Another 42% of participants did not identify such events. In 5% of the organizations surveyed, AI agents were not operational in a production environment, and 2% did not monitor related incidents.
The survey was conducted in June 2026 among representatives of companies with more than 100 employees. The sample was self-selected and skewed towards medium-sized businesses.
Agents Continue to Share Credentials
Only 32% of respondents reported that each AI agent in their organization has its own managed identity with limited rights. This approach allows for controlled access and the ability to determine which program performed a specific action.
Another 48% stated that only some agents received separate identifiers, while others continue to share credentials. In 32% of companies, they primarily operate through shared API keys, employee accounts, or service accounts.
Participants could select multiple options for this question. According to VentureBeat’s calculations, shared credentials are used in at least part of the infrastructure by 69% of the surveyed organizations.
Among companies with such practices, 63.5% reported an incident or a prevented threat. In organizations where each agent had a separate identity, the figure was 40.9%. The authors emphasized that the results show a correlation between the two factors but do not prove causation. The group of companies with separate identifiers included only 22 participants.

To protect AI agents, 49% of organizations limit their rights directly during operation. Another 47% use monitoring and logging but cannot always automatically stop a dangerous action. Only 30% isolate agents with the most extensive rights in sandboxes.
Companies Rely on AI Provider Security
For 82% of respondents, the primary level of security is the built-in tools of AI model providers or major cloud platforms. Solutions from specialized agent security companies are used by a significantly smaller portion of participants.

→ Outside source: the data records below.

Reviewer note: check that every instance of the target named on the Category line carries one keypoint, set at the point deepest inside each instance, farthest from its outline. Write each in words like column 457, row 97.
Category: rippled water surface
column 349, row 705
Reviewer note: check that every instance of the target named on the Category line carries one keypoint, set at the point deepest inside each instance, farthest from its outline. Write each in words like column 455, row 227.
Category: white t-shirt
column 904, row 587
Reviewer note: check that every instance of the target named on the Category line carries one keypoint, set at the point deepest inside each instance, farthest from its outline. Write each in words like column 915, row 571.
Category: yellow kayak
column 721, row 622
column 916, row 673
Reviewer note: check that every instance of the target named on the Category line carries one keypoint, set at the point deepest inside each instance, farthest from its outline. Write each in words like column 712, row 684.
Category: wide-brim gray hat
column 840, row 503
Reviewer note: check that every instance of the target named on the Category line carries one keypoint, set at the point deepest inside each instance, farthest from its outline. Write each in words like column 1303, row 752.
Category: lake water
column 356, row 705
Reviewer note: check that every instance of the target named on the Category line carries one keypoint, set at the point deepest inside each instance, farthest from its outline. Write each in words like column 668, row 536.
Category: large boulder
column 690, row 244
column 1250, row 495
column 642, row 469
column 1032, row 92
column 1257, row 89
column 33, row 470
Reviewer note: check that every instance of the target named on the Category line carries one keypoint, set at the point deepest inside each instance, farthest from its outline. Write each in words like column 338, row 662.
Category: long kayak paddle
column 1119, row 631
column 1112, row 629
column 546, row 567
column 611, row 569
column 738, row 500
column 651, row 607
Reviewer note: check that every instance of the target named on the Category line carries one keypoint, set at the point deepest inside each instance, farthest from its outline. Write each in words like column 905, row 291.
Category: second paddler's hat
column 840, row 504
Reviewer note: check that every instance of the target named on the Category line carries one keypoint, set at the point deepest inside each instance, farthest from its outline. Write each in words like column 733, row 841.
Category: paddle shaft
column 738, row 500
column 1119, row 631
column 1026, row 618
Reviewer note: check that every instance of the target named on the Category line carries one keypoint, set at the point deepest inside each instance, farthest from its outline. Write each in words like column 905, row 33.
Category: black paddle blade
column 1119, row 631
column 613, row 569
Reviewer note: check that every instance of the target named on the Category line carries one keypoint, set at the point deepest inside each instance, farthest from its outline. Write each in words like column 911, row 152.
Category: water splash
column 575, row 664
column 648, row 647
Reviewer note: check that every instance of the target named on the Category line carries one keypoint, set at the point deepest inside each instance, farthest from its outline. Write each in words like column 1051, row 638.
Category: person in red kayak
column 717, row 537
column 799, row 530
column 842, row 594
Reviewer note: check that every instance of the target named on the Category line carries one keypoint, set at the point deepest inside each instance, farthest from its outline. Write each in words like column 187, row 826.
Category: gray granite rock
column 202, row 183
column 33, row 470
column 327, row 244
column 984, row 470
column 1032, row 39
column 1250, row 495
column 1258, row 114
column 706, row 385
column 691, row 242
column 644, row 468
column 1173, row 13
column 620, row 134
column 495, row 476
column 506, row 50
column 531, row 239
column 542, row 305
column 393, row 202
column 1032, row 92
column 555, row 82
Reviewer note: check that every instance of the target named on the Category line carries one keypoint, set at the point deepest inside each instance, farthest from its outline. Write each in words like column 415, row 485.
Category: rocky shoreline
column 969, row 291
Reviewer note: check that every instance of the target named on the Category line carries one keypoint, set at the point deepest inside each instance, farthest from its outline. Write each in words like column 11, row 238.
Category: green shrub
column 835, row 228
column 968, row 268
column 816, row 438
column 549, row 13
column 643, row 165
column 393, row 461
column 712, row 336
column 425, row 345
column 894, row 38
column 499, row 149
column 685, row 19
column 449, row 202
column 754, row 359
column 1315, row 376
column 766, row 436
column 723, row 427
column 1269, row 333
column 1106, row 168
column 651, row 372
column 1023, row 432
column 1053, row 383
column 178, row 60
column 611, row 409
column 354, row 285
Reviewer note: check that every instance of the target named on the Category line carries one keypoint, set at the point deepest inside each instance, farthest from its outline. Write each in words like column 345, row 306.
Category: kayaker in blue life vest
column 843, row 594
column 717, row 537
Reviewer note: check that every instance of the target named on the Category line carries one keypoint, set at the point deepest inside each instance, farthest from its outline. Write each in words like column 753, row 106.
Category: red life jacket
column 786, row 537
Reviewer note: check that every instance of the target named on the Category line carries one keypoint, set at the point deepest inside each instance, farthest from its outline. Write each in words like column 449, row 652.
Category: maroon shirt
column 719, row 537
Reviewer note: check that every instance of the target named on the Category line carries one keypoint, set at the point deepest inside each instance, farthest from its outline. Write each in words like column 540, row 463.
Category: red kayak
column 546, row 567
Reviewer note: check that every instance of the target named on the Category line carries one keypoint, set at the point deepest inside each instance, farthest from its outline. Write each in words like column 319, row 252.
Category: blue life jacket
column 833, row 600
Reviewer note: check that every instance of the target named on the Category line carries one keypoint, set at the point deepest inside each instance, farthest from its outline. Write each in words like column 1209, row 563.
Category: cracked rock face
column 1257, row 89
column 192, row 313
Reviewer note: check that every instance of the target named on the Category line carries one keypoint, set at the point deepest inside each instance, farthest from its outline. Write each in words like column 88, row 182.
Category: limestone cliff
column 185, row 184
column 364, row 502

Built-in restrictions from OpenAI are used by 51% of organizations. Google’s tools were cited by 36%, Microsoft’s by 35%, and Anthropic’s by 29%. Participants could choose multiple products, so the total exceeds 100%.
The average satisfaction with existing tools was 4.2 out of 5. This figure was calculated based on responses from 82 participants who rated the tools they use.

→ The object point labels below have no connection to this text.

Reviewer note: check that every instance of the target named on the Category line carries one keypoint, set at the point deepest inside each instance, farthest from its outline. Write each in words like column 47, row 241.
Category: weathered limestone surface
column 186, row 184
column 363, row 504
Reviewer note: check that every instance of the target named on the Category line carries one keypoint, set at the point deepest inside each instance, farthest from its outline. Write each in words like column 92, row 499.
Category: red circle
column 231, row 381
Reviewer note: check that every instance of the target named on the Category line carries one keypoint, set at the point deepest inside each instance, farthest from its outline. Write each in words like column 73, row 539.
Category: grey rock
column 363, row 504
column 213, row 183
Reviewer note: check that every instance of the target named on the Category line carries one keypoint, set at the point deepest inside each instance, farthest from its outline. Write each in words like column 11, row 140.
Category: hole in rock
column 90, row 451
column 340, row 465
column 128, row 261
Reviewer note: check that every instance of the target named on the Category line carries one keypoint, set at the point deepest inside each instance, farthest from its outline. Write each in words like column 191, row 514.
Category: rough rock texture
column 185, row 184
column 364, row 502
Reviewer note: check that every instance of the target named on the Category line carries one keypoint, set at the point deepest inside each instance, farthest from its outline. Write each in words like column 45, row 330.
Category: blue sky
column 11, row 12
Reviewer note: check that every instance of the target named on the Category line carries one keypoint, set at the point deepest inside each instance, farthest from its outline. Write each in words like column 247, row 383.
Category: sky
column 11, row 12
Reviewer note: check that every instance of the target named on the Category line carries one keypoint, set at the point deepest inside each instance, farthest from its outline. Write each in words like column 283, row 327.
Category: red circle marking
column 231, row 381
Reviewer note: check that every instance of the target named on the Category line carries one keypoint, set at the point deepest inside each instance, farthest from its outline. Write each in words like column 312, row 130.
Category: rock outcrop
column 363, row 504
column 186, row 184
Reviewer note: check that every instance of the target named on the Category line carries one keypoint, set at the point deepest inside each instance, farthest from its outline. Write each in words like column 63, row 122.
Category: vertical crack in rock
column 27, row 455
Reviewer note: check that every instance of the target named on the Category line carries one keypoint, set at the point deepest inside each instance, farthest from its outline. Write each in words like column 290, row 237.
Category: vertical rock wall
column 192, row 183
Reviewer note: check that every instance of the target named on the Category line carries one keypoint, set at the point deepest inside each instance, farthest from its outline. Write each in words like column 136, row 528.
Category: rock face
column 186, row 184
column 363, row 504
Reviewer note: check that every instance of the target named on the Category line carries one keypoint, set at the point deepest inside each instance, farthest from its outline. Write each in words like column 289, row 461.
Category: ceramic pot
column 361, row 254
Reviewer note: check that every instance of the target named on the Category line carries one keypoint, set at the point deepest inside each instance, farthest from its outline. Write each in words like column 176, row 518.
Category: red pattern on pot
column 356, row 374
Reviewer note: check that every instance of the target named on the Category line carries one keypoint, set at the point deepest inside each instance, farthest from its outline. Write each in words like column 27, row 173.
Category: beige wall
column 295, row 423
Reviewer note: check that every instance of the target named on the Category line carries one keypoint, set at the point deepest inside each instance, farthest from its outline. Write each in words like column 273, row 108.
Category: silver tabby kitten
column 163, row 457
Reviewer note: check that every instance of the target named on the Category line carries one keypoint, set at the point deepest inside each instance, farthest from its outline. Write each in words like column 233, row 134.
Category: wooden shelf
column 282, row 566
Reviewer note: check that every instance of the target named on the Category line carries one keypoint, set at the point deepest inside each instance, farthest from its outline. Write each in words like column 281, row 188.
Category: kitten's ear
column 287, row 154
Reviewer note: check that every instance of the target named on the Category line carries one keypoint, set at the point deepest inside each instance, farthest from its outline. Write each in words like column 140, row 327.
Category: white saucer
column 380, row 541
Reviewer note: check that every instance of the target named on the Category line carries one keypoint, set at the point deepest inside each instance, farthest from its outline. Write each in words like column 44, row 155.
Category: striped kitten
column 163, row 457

The most common expenditure was 6–10% of the total cybersecurity budget, as indicated by 46% of respondents. Another 26% spend 1–5% of the budget on AI agent protection, and 8% spend less than 1%. Thus, no more than 5% is allocated by a total of 34% of respondents. The share of companies spending more than 10% was 24%.

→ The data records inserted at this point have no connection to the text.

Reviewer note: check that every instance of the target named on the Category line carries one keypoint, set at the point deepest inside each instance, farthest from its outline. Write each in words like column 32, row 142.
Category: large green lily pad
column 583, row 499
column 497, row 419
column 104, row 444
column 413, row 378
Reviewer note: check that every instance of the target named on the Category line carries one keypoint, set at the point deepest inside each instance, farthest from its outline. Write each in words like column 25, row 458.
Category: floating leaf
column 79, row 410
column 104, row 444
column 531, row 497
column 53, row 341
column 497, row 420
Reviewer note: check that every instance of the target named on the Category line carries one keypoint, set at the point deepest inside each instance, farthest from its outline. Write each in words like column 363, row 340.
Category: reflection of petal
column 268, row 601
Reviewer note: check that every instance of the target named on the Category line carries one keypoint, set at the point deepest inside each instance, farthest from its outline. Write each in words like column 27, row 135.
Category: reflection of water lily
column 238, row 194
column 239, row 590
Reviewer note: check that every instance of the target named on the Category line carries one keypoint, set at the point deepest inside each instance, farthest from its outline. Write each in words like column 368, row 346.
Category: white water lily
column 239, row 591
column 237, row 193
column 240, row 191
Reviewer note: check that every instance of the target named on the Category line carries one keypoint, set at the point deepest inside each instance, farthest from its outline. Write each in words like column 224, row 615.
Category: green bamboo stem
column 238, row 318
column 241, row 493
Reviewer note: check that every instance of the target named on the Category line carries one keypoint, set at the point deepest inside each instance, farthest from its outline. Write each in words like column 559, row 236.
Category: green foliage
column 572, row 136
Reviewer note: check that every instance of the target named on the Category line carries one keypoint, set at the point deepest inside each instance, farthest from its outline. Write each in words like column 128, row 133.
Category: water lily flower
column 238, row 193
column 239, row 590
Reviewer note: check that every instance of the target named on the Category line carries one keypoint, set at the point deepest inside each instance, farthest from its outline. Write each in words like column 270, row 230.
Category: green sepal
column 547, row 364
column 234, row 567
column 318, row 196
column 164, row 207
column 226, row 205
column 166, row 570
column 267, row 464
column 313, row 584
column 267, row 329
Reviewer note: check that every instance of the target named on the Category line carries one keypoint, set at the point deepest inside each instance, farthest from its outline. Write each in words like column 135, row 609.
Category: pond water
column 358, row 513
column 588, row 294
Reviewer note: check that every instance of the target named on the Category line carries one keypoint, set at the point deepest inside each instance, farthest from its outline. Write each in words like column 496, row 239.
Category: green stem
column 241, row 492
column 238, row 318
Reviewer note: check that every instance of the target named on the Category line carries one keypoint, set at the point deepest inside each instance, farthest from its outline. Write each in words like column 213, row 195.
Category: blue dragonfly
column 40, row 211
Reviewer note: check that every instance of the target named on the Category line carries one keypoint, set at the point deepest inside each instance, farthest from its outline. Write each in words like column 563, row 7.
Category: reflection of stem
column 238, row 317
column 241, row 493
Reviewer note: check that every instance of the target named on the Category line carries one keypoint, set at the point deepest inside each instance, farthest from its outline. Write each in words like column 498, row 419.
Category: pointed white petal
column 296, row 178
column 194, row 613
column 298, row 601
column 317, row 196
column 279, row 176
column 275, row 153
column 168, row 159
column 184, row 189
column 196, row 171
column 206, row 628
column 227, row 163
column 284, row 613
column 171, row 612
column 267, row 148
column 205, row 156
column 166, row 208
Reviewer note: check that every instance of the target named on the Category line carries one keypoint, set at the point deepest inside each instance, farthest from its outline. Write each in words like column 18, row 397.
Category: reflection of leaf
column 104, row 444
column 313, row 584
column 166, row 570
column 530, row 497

Despite high satisfaction with current solutions, 59% of organizations plan to implement a new tool, supplement the existing set, or replace one of the products within a year. In the next three months, 29% intend to do so.
Among participants who have already experienced an incident or prevented a threat, 42.1% plan to change their toolset within three months. In organizations without such events, the figure was 14%.

Survey Limitations
45% of participants made final decisions on AI product purchases, while another 30% recommended solutions or influenced their selection. Respondents included managers, specialists, directors, vice presidents, and senior executives.
About 67% of the sample represented companies with 101 to 1000 employees. The largest industry groups were technology companies, manufacturers, retailers, and healthcare organizations.
VentureBeat described the results as a preliminary snapshot of one wave of research. The authors concluded that the spread of AI agents outpaces the implementation of separate identifiers, isolation, and rights control. However, the survey does not allow for determining the actual frequency of such incidents in the corporate sector.
In June, Anthropic proposed protecting corporate AI agents using the Zero Trust principle. This approach involves a separate identity for each program, minimal rights, and verification of each action.